Il faut examiner si le chien guide entre dans cette définition, étant qu’une personne valide n’en a pas besoin et qu’il a été rendu nécessaire suite à l’accident du travail aux fins ci-dessus. Un jugement du Tribunal du travail de Tongres du 28 septembre 2001 (Trib. trav. Tongres, 28 septembre 2001, Bull. Ass., 2002, 167, note VAN GOSSUM) a admis que le chien d’aveugle peut être considéré comme une « prothèse ». Le Tribunal de Mons et de Charleroi conclut dans le même sens.

Une réouverture des débats est ordonnée sur des questions plus techniques, étant le montant du coût ainsi que des frais annexes (toilettage, ostéopathie, nourriture, etc.).

La réouverture des débats porte également sur les logiciels informatiques, dans la mesure où l’intéressé produit des factures d’achat, mais le tribunal s’estime insuffisamment informé quant à la nécessité de ceux-ci, ainsi que sur le choix des logiciels en cause.

Intérêt de la décision

Ce jugement présente un intérêt particulier à deux titres.

L’on voit passer l’incapacité permanente de 0% à 85%, ceci résultant de la prise en compte des séquelles d’un état antérieur, dont l’expert judiciaire a considéré qu’il est particulièrement invalidant, étant qu’il limite considérablement la capacité concurrentielle de la victime.
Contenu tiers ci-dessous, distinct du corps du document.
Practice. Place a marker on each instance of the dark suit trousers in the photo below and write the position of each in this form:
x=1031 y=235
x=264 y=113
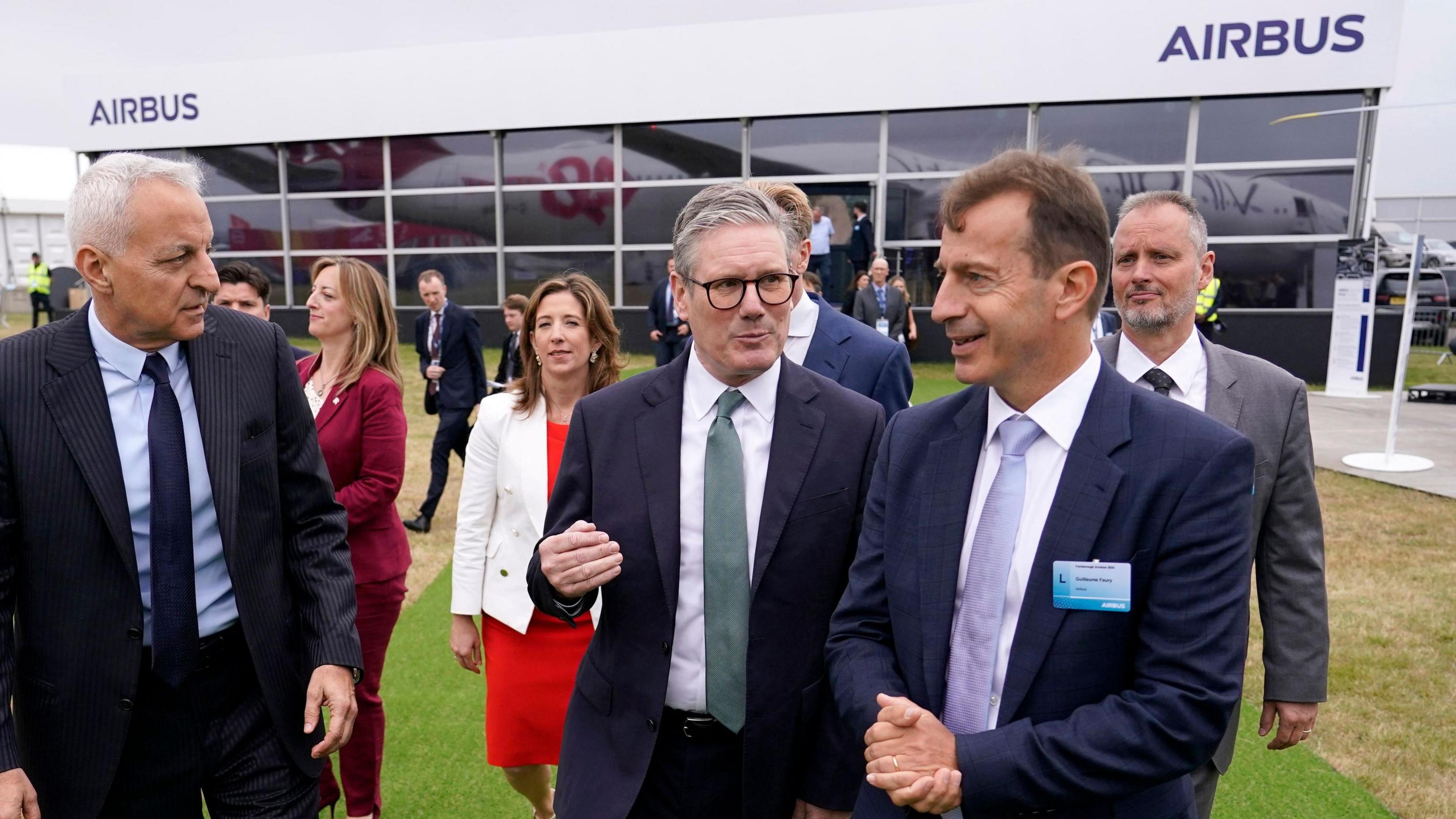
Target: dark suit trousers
x=362 y=758
x=670 y=346
x=213 y=738
x=697 y=776
x=452 y=436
Cet état antérieur aggravé doit être mis à charge de l’accident, dans la mesure où la présomption légale de causalité n’est renversée en aucune manière.
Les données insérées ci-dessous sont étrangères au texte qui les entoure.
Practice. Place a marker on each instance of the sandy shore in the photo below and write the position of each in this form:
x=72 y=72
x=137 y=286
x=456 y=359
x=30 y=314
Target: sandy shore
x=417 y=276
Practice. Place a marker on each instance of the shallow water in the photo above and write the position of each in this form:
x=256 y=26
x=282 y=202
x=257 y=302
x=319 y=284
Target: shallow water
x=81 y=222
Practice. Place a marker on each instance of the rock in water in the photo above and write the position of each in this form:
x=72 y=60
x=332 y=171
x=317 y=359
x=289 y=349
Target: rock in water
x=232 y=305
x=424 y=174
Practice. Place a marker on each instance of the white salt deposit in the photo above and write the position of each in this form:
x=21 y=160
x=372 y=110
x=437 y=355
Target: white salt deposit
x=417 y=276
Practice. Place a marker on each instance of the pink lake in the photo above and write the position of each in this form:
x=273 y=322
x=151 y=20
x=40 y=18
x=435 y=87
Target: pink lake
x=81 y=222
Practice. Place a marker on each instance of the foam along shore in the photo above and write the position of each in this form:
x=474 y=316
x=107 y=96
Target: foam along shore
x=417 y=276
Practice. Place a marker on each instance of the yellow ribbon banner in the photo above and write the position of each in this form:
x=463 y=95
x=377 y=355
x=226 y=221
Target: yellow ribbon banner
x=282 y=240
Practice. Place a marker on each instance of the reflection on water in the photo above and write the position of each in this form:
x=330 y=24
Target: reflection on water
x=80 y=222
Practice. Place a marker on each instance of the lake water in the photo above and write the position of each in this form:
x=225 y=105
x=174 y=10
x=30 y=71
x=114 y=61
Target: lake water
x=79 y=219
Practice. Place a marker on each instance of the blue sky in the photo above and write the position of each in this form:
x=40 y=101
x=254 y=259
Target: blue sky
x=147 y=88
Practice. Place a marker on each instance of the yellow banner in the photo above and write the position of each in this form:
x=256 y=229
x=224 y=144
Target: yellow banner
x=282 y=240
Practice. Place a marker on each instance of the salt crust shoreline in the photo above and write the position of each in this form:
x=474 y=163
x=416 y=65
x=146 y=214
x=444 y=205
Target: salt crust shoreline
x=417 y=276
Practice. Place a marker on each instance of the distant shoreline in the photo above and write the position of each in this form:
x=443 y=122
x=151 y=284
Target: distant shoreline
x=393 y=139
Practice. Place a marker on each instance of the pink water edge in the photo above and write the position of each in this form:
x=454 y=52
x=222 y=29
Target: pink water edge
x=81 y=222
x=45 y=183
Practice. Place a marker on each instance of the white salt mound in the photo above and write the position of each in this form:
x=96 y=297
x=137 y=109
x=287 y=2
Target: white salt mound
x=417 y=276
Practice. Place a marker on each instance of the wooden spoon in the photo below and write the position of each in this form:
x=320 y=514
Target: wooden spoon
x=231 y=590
Par ailleurs, sur la notion de prothèse, la question du chien guide a peu été abordée et le tribunal renvoie à cet égard à la rare jurisprudence en la matière : la notion de prothèse vise en effet des moyens artificiels et mécaniques dont une personne valide n’a pas besoin et qui ont été rendus nécessaires par l’accident. L’on notera que la Cour de cassation a retenu non seulement que ceux-ci doivent être nécessaires pour soutenir ou remplacer les membres déficients ou affaiblis, mais également pour en développer l’usage ou les fonctions.